Page 105 of Chasing Headlines
“What was it like?” Her voice was soft as her hand slipped to rest on my wrist. That warm flickering ventured higher.
“It was like this game or something. We never called it that, but it was to me. Pretending I'd go to college like she wanted me to.” I closed my eyes and tried to keep the memories at bay. But they ached and burned all the way through. “We'd make plans. Like fuckin fairy tales.”
“It gave her hope.”
“It was just dumb kid stuff. What to buy for my dorm room, classes I'd take. Ordinary things.” Silence hung like darkened cobwebs in the air—sticky, vacant, they slowed buzzing thoughts and empty words.
But I couldn't hide behind them forever.
She took a deep breath and let it out slowly. “I hate feeling like this. It's like you want to say something, convey . . . something. But it's not about the words. And yet we think that we need to say something.”

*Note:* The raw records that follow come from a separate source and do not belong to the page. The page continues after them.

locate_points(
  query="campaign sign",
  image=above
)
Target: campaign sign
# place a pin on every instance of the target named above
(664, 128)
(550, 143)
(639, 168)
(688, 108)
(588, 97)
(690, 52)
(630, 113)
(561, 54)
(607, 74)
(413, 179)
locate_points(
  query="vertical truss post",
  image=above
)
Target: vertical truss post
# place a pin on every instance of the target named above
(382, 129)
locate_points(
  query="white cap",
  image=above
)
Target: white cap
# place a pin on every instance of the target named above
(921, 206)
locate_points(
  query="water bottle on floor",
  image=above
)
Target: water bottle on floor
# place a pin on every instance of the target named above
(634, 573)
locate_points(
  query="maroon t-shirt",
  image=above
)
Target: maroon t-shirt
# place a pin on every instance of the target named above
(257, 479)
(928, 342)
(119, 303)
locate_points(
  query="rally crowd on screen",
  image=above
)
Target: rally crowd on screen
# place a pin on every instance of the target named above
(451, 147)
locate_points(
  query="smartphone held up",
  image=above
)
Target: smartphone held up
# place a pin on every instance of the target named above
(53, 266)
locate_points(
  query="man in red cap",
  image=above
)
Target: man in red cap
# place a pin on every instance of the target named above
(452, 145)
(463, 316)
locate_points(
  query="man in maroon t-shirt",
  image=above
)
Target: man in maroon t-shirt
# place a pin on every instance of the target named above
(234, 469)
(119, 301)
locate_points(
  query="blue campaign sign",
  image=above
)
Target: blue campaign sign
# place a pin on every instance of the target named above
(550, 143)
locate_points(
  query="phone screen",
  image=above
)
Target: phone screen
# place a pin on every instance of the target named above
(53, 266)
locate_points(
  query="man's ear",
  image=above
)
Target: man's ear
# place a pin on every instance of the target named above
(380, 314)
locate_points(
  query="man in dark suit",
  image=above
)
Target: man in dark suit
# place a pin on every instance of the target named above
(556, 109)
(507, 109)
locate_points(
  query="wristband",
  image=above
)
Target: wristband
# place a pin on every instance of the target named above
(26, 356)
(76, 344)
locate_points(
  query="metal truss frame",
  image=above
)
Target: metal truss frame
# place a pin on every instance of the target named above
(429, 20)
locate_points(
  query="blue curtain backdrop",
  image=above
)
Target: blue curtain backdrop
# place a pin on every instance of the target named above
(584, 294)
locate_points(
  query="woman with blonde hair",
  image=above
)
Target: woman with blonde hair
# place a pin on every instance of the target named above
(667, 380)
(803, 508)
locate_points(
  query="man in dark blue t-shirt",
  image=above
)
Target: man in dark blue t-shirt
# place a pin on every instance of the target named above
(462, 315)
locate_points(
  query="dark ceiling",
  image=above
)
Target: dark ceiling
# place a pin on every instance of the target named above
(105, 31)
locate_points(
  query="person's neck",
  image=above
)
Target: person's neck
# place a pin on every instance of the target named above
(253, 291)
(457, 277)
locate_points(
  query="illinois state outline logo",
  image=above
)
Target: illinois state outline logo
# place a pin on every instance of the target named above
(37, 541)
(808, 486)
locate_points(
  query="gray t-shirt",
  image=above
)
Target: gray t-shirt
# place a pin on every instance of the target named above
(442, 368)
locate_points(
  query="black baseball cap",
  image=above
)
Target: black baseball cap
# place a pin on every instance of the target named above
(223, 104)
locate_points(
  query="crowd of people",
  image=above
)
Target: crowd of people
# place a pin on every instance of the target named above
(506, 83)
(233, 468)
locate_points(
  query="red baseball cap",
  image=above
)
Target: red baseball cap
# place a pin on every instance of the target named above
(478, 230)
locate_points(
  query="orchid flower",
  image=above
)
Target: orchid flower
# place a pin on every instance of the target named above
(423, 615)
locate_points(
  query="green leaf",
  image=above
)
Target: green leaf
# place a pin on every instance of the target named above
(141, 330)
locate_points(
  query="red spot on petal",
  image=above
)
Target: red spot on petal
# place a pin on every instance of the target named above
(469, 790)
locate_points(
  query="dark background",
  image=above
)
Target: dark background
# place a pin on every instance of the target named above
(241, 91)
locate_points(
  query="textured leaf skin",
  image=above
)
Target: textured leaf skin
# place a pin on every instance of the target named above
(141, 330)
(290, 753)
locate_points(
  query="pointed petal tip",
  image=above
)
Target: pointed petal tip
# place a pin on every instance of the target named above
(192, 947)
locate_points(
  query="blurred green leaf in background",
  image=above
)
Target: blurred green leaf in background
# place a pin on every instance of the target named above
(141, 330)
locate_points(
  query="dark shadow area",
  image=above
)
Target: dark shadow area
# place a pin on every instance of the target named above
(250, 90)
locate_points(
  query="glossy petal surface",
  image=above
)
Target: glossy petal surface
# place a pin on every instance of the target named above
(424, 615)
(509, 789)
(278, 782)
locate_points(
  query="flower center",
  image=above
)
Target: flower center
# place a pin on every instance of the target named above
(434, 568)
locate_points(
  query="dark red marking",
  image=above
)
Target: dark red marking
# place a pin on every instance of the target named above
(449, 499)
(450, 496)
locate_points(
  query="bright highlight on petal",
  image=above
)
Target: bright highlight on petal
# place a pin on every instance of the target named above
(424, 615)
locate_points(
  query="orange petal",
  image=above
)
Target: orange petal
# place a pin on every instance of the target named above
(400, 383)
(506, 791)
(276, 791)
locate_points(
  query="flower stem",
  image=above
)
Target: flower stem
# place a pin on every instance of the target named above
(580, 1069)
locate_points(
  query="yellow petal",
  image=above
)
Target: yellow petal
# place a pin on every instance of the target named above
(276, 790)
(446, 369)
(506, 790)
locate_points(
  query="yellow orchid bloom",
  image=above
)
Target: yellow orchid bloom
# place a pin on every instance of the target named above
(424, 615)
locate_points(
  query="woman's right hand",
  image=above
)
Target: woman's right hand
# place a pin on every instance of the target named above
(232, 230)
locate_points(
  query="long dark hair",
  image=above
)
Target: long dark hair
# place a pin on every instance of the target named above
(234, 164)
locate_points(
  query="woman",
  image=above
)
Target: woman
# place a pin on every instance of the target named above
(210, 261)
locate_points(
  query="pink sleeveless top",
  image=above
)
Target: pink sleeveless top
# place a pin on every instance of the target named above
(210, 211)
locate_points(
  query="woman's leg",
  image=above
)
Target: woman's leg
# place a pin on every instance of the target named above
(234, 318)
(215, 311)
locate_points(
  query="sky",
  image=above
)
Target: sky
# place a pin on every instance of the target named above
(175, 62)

The heat in my stomach mixed with freezing liquid. The strange hot-and-cold stew tumbled over. “Huh?”
“I'm sure everyone's sorry and said they're sorry, and you've heard it a thousand times. We all mean well, by the way. We just don't have words.”
I rubbed a hand over my forehead. Maybe that was the end of it. A little different than the standard lines. She meant well. Good talk. “It's fine. Most people just say ‘sorry’. I don’t need a speech.”
“I'm not, though.” Her hair swished against my arm as she shook her head. “It's sad your mother died. It is. Because of all the things she'll miss. It's very sad. But, I'm glad she lived.”
The words hit like a sucker punch to my stomach. Air whooshed from my lungs. My whole-body aching and raw, I pulled from her grasp and rose to my feet. I glanced in the direction of the door, but the shrinking space was dark and still.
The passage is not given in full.